1. Customer satisfaction by early and continuous delivery of valuable software
2. Welcome changing requirements, even in late development
3. Working software is delivered frequently (weeks rather than months)
4. Close, daily cooperation between business people and developers
5. Projects are built around motivated individuals, who should be trusted
6. Face-to-face conversation is the best form of communication (co-location)
7. Working software is the primary measure of progress
8. Sustainable development, able to maintain a constant pace
9. Continuous attention to technical excellence and good design
10. Simplicity—the art of maximizing the amount of work not done—is essential
11. Best architectures, requirements, and designs emerge from self-organizing teams
12. Regularly, the team reflects on how to become more effective, and adjusts accordingly
These principles form the core of all successful Agile projects which are no longer exclusive to the Software development community with Lean and Agile techniques becoming prolific in many different sectors as a successful agent for change.

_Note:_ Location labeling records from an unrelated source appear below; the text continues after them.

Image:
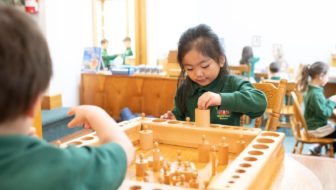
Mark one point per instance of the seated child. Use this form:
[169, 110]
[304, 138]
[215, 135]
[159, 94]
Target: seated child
[274, 71]
[27, 162]
[205, 83]
[317, 107]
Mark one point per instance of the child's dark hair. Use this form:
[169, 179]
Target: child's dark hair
[24, 61]
[205, 41]
[247, 54]
[316, 69]
[127, 39]
[103, 41]
[274, 67]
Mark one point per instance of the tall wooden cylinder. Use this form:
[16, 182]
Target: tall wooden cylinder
[202, 118]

In the Data Science community, it is recognised that there are a number of key elements to all Successful data science projects and that very few data science deliverable's remain static. The need to support real time analysis of vast quantities of data and react accordingly is now seen as a necessity to business survival in the online and IoT world that we now live and do business in. Therefore, a faster moving iterative and automated process is required to speed up the path of delivery. This in turn will support the constant need to train and improve on complex data models to meet the fast-moving requirements of the business community.
By combining the principles and techniques of Lean Agile Delivery with the recognised stages of a good Data Science project it’s possible to deliver true Lean Analytics in Data Science.